I should probably explain that last bit: the course is marked with white markers that say "5K".  There's one bit of trail that appears to have been added specifically for the racing route, and the rest of it follows the roads that we used to use to walk and drive around Camp Saratoga when it was still a Boy Scout camp.  On the last section, the 5K route dives down to a single track hiking trail that runs beside Delegan Pond that used to serve a few of the campsites.  It rushes past the cabins, bends left around the pond, crosses the dam, and then exits out onto the parade ground.  After that, it isn't marked.  So, I guessed.

I crossed the "finish line" at around 36:09, giving me a pace of 11:34 for the course, which the GPS measured at 3.13 miles (a hair over 5K, but GPSs aren't always accurate).  After that I went for a walk to cool down.

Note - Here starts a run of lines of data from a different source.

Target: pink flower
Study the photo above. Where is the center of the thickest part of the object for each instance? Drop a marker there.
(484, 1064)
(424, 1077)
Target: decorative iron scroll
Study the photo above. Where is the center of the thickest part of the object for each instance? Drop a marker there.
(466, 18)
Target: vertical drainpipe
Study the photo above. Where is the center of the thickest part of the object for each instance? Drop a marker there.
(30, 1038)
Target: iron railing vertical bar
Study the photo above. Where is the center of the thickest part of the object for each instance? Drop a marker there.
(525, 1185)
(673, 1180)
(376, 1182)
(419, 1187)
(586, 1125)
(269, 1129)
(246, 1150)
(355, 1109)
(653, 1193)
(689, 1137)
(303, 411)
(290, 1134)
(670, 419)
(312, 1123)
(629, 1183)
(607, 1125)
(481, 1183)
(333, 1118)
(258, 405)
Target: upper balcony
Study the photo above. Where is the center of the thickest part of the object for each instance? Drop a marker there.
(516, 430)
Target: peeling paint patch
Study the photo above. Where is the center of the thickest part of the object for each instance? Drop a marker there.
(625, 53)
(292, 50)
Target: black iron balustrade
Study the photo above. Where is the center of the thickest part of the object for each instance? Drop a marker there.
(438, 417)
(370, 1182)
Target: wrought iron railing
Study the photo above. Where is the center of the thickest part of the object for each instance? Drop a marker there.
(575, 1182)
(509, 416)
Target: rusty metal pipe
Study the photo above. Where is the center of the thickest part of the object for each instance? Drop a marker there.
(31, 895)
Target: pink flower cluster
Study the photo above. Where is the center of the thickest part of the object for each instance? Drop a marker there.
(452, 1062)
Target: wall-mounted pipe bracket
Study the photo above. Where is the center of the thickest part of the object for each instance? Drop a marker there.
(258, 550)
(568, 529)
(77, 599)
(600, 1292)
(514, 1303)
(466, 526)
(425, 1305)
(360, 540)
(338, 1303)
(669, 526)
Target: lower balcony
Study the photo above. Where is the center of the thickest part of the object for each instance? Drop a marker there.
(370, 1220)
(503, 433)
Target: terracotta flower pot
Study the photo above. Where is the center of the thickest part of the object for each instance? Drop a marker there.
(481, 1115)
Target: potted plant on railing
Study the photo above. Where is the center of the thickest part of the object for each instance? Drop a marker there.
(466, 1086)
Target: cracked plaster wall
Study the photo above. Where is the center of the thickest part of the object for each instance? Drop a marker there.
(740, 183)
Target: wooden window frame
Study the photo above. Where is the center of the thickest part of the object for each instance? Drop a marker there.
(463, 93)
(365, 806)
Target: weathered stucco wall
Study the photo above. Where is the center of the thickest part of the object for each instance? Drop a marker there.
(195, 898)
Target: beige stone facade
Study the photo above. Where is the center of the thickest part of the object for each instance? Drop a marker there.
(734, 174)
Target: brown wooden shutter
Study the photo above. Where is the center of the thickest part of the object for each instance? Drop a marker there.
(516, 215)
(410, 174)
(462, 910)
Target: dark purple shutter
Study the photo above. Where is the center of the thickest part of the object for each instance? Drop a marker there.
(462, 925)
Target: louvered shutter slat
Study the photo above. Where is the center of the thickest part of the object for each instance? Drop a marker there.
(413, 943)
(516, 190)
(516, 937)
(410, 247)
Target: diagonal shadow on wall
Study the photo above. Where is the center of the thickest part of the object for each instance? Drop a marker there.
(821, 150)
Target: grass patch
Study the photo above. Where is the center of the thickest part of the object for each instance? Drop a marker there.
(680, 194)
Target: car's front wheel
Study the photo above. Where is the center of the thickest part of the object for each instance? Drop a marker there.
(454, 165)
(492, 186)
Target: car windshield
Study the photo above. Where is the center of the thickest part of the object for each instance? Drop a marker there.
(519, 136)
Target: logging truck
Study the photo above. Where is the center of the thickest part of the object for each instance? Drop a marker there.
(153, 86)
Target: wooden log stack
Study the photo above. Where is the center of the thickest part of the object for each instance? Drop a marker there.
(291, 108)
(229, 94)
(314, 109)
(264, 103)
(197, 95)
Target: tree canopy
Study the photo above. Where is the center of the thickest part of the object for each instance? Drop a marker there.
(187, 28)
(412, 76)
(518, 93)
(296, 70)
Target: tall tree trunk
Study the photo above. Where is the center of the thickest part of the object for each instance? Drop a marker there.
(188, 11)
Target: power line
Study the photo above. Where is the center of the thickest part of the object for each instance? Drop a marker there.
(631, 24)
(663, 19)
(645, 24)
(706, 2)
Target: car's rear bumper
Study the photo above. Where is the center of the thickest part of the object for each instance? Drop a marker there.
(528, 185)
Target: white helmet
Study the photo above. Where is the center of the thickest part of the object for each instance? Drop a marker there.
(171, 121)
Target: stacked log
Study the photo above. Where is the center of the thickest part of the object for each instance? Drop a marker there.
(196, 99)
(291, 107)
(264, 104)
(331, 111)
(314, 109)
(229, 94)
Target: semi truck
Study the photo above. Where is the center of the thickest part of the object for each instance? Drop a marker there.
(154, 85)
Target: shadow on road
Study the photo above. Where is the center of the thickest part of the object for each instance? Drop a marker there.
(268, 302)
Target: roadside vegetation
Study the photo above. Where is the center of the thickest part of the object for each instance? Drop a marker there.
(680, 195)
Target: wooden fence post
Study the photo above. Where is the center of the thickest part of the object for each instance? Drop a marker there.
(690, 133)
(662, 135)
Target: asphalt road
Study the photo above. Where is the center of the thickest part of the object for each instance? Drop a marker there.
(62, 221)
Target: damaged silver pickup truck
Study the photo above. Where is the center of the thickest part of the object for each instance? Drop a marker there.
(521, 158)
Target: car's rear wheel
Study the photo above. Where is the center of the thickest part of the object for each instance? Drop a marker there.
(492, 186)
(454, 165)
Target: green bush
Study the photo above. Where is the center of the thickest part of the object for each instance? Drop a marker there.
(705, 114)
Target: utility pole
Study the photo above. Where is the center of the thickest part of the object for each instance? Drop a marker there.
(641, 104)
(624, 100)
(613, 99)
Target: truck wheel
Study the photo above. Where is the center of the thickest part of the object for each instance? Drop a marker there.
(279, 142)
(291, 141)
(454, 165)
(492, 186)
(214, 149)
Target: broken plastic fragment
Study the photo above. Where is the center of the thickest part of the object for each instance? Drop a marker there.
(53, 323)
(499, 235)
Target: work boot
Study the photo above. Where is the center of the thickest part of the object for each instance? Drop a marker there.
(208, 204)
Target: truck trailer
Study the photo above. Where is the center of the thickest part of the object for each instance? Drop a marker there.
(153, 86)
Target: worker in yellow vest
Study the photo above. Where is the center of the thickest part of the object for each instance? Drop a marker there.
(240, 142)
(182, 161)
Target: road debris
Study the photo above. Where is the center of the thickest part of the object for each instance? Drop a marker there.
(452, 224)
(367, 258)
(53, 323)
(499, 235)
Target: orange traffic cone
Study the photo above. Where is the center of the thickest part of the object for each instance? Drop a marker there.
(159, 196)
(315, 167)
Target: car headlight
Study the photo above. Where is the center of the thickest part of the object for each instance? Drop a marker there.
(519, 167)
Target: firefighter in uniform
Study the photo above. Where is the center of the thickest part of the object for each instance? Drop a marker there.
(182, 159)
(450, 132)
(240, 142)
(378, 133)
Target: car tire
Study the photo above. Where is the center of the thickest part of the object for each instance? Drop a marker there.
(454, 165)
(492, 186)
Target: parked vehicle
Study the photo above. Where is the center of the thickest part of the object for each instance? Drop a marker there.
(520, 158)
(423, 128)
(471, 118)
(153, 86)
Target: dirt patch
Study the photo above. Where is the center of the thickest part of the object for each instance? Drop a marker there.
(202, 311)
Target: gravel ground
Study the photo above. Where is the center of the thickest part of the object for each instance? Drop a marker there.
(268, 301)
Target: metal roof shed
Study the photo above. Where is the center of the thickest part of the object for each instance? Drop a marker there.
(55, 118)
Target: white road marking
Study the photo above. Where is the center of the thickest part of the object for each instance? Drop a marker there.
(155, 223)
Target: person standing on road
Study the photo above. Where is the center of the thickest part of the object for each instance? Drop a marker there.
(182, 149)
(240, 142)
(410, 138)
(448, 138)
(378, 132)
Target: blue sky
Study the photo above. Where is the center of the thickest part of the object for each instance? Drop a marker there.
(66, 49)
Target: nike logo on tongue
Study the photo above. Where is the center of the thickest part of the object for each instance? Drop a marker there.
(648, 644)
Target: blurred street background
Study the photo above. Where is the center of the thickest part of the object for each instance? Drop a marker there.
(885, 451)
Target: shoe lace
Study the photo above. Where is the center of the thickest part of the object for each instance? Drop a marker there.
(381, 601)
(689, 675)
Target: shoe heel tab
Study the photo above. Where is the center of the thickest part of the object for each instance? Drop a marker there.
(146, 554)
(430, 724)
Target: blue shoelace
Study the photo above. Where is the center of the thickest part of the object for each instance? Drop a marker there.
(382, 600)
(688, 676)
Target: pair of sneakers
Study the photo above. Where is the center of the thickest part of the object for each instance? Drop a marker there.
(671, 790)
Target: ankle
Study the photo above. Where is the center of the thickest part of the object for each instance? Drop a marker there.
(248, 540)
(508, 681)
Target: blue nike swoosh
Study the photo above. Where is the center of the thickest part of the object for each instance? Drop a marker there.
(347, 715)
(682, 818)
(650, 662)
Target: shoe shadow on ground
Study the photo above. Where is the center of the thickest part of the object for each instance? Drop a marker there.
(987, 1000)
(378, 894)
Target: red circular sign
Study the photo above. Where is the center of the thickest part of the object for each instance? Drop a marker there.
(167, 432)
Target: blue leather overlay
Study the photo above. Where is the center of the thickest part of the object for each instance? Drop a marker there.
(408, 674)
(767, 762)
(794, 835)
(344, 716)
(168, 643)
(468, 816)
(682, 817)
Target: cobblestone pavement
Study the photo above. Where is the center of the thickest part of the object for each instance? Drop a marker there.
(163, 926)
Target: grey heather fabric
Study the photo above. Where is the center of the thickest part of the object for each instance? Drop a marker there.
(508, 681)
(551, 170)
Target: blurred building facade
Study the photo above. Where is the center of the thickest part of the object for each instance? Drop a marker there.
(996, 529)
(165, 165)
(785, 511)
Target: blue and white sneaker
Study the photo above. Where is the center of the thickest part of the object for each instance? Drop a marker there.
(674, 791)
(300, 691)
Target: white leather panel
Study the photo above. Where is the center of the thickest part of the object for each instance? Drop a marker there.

Most interesting of all, for me, was the psychological aspect of this.  I wasn't racing against anyone, and yet I was, in a sense, since a winner will be chosen from the entrants into the race.  While I was eating my lunch beforehand, and getting my gear together, I noticed that I was visibly shaking.  I managed to calm myself down some, but I was definitely still in a competitive mood / mode.  The psychological aspects continued on the trail, as well.  After the first mile I felt like I was moving at a snail's pace on the trails, despite the fact that I was running the entire time (minus the few short hills), and generally moving very well given where I'm at, physically.  I know that I could have run faster, but I also knew that if I ran too fast, I would end up having to walk a lot, which would throw off my overall pace.

Anyway, this event was also a chance for me to try out fueling a bit.  The short of it is:

Swedish Fish: bad.  Too big and too chewy.  Hard to chew and swallow while running.  The smaller ones might be OK, but I think I'm going to try out other options.

Fruit leather: possibly good.  I brought two along but didn't eat them until I was done.  They were OK to eat then, though I did notice that the wrapper has to go immediately into a baggie.  Stowing it in a pocket is just asking for trouble, due to the inside of the wrapper being insanely sticky.

I hadn't intended on fueling at all until around mile 2, so that I would have an extra kick on the last bit.  Around mile 1, however, I started feeling sluggish, so I opted to fuel early.  I had intentionally gone the sugary route since I knew that anything complex just wouldn't be useful on such a short course.  It worked, I guess, but I still have a lot to learn about fueling.  I'd rather not fuel at all on these short courses, but after last week's run I've realized that I need to pay more attention to it, and figure it out.

Also, my lumbar pack was a bit big for a race.  It's great for general trail running, since it'll hold a lot of gear, but when it comes to a race, which is generally supported, I think something lighter would be better.  Maybe just a water bottle and something to hold a few essentials.

Finally, while the race was fun, but I can't help thinking about everyone who was injured or killed during this past week.  Especially the poor guy who had both of his legs blown off and shown for the world to see, Jeff Bauman, and the victims killed outright by the blast: Martin Richard, Lingzi Lu, and Krystle Campbell.  Even for those not physically injured, I know that the psychological injuries can cut just as deep, and take just as long to heal, if they ever do.  To anyone and everyone affected by this, my heart goes out to you.  It was such a senseless, horrifying, and despicable act.